Indeed, this leads to (a) replace a statistical model with a structure that mixes the model and the estimation procedure and (b) peak the new distribution by always choosing the most appropriate (local) value of the parameter. For a normal sample with unknown mean θ, this produces for instance to a joint normal distribution that is degenerate since

$\hat{f}(x)\propto f(x|\bar{x}).$

(For a single observation it is not even defined.) In a similar spirit, Rissanen defines this estimated model for dynamic data in a sequential manner, which means in the end that x1 is used n times, x2 n-1 times, and so on.., This asymmetry does not sound logical, especially when considering sufficiency.

…the misunderstanding that the more parameters there are in the model the better it is because it is closer to the truth’ and the truth’ obviously is not simple” J. Rissanen (p.38)

Another point of contention with the approach advocated in optimal estimation of parameters is the inherent discretisation of the parameter space, which seems to exclude large dimensional spaces and complex models. I somehow subscribe to the idea that a given sample (hence a given sample size) induces a maximum precision in the estimation that can be translated into using a finite number of parameter values, but the implementation suggested in the book is essentially unidimensional. I also find the notion of optimality inherent to the statistical part of optimal estimation of parameters quite tautological as it ends up being a target that leads to the maximum likelihood estimator (or its pseudo-Bayesian counterpart).
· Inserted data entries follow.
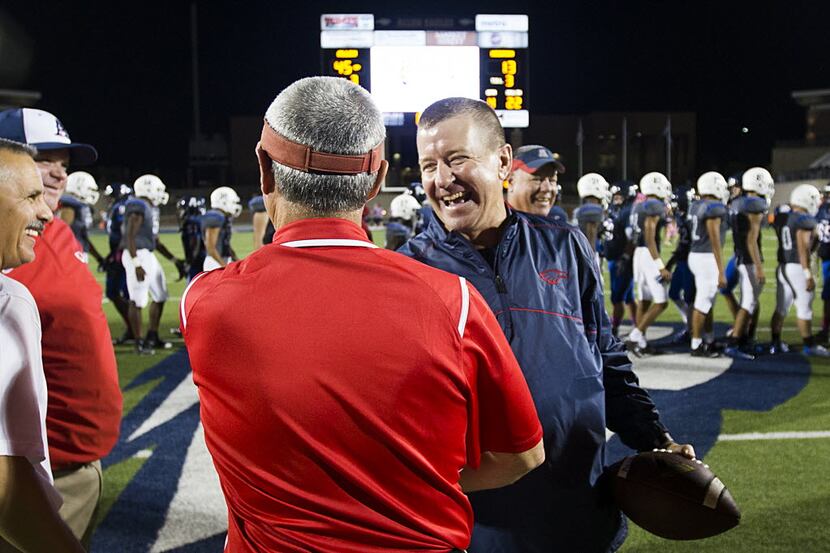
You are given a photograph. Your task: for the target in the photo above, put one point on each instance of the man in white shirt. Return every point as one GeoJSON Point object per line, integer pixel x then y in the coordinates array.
{"type": "Point", "coordinates": [29, 503]}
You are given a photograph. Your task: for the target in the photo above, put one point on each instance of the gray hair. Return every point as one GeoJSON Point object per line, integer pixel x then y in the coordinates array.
{"type": "Point", "coordinates": [20, 148]}
{"type": "Point", "coordinates": [331, 115]}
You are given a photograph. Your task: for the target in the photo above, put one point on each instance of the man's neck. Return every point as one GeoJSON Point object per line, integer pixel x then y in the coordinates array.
{"type": "Point", "coordinates": [288, 212]}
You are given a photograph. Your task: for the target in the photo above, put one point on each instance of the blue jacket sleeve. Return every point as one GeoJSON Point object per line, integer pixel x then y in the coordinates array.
{"type": "Point", "coordinates": [629, 410]}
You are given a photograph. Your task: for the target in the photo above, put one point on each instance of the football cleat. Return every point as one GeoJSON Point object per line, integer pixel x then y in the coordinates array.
{"type": "Point", "coordinates": [816, 351]}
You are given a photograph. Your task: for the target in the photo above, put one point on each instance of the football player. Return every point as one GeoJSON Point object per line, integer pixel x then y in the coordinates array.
{"type": "Point", "coordinates": [795, 282]}
{"type": "Point", "coordinates": [76, 209]}
{"type": "Point", "coordinates": [116, 291]}
{"type": "Point", "coordinates": [403, 216]}
{"type": "Point", "coordinates": [189, 211]}
{"type": "Point", "coordinates": [533, 184]}
{"type": "Point", "coordinates": [145, 276]}
{"type": "Point", "coordinates": [217, 228]}
{"type": "Point", "coordinates": [682, 286]}
{"type": "Point", "coordinates": [650, 273]}
{"type": "Point", "coordinates": [594, 192]}
{"type": "Point", "coordinates": [618, 249]}
{"type": "Point", "coordinates": [747, 214]}
{"type": "Point", "coordinates": [823, 237]}
{"type": "Point", "coordinates": [263, 229]}
{"type": "Point", "coordinates": [707, 218]}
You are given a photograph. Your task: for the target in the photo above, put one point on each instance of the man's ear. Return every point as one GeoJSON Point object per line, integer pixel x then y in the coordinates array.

The BIC criterion has neither information nor a probability theoretic interpretation, and it does not matter which measure for consistency is selected.” J. Rissanen (p.64)

The first part of the book is about coding and information theory; it amounts in my understanding to a justification of the Kullback-Leibler divergence, with an early occurrence (p.27) of the above estimation distribution. (The channel capacity is the normalising constant of this weird density.)

“…in hypothesis testing [where] the assumptions that the hypotheses are  `true’ has misguided the entire field by generating problems which do not exist and distorting rational solutions to problems that do exist.” J. Rissanen (p.41)

I have issues with the definition of confidence intervals as they rely on an implicit choice of a measure and have a constant coverage that decreases with the parameter dimension. This notion also seem to clash with the subsequent discretisation of the parameter space. Hypothesis testing à la Rissanen reduces to an assessment of a goodness of fit, again with fixed coverage properties. Interestingly, the acceptance and rejection regions are based on two quantities, the likelihood ratio and the KL distance (p. 96), which leads to a delayed decision if they do not agree wrt fixed bounds.

“A drawback of the prediction formulas is that they require the knowledge of the ARMA parameters.” J. Rissanen (p.141)

A final chapter on sequential (or dynamic) models reminded me that Rissanen was at the core of inventing variable order Markov chains. The remainder of this chapter provides some properties of the sequential normalised maximum likelihood estimator advocated by the author in the same spirit as the earlier versions.  The whole chapter feels (to me) somewhat disconnected from

In conclusion, Rissanen’s book is a definitely  interesting  entry on a perplexing vision of statistics. While I do not think it will radically alter our understanding and practice of statistics, it is worth perusing, if only to appreciate there are still people (far?) out there attempting to bring a new vision of the field.